Only leave the loop if you have the chance to reach the next pallet or vaults in time. Some examples for moments like these would be if:

  • …the killer is destroying a pallet
  • …the Artist spends time placing crows behind a high wall and/or without direct vision on you
  • …she is stunned or blinded
  • …she makes a mistake and creates distance because of survivors mindgames and looping

Another important thing, that i see a lot of players even on high ranks doing, is wasting pallets. If you get injured, by any means, you should NOT pull down any pallets.
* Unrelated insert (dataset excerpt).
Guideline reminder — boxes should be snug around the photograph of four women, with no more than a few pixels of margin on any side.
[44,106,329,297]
It reduces the distance and time you gain with the speed boost and wastes a pallet for nothing.

If the Artist has a good setup you might even go down from full health to down in only a few seconds.

Imagine this:

  • You’re not injured and looping the Artist around a pallet.
  • Because of her catching up to you she gets a basic attack on you after you took a crow straight in the face, you now pull down the pallet, out of panic and give her time to shoot the placed down crow directly in front of you that you haven’t noticed.
  • You get hit with another dire crow and go down in a matter of seconds.

This is very specific and i highly doubt you’ll get into situation like this very soon but it’s an example why you should not pull down pallets after getting hit.
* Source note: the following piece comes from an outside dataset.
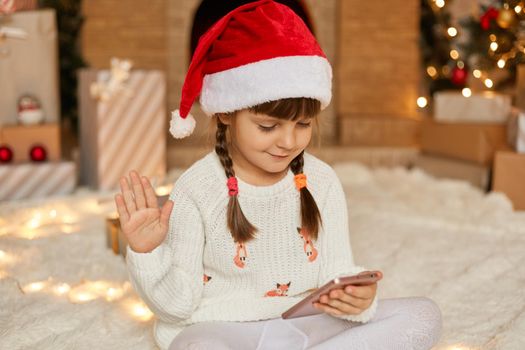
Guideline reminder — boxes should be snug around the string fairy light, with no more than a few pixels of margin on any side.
[416,96,428,108]
[461,88,472,97]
I just beg you, please stop wasting pallets.

Perks

If you’re having a lot of trouble against the Artist in particular you can try to run 1 or 2 Perks that work very well against her kit.
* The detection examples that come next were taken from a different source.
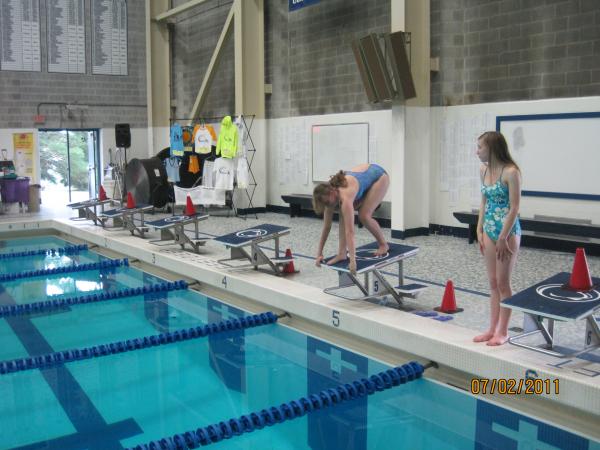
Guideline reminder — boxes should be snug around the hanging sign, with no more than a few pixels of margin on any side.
[13,133,34,178]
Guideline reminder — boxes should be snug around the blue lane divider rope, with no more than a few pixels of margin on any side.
[0,244,88,260]
[0,280,188,317]
[0,311,278,375]
[128,361,425,450]
[0,258,129,281]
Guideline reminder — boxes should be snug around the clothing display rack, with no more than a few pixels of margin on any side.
[170,114,258,219]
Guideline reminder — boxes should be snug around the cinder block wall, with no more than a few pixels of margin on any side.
[171,0,235,119]
[172,0,391,118]
[265,0,391,118]
[0,0,148,128]
[431,0,600,106]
Some Perks that i can recommend are for example:

Quick and Quiet

Can be used to fast enter a locker (without a noise notification) in order to repel the crow swarm and lose the killer, aswell as break line of sight and win the chase.

Remember that your Blood pools and injured groaning don’t disappear and can still be tracked.

Iron Will

On level 3 this perk will silence any groaning when injured. This can help lose the killer in a chase and potentially get away without dying.

Lucky Break

If you get hit for the first time in a match you won’t leave any Blood Pools and Scratch Marks for a maximum of 60 seconds on level 3. This can also help you end a chase and get a free pass if you manage to break line of sight. Very useful for new players who are not very good at looping or running a killer over a longer period of time.

Windows of Opportunity

Highlights the Auras of vaultable objects such as windows, breakable objects and pulled down pallets in a 32 meter radius. This can help you change loops once it gets too dangerous. Can also be useful in general, especially for new players who don’t have the maps aswell as pallet and window locations memorized.

Small Game

… will be very useful against the Artists strong perk HEX: Pentimento. You’re gonna be forced to do Totems in order to avoid the very strong debuffs.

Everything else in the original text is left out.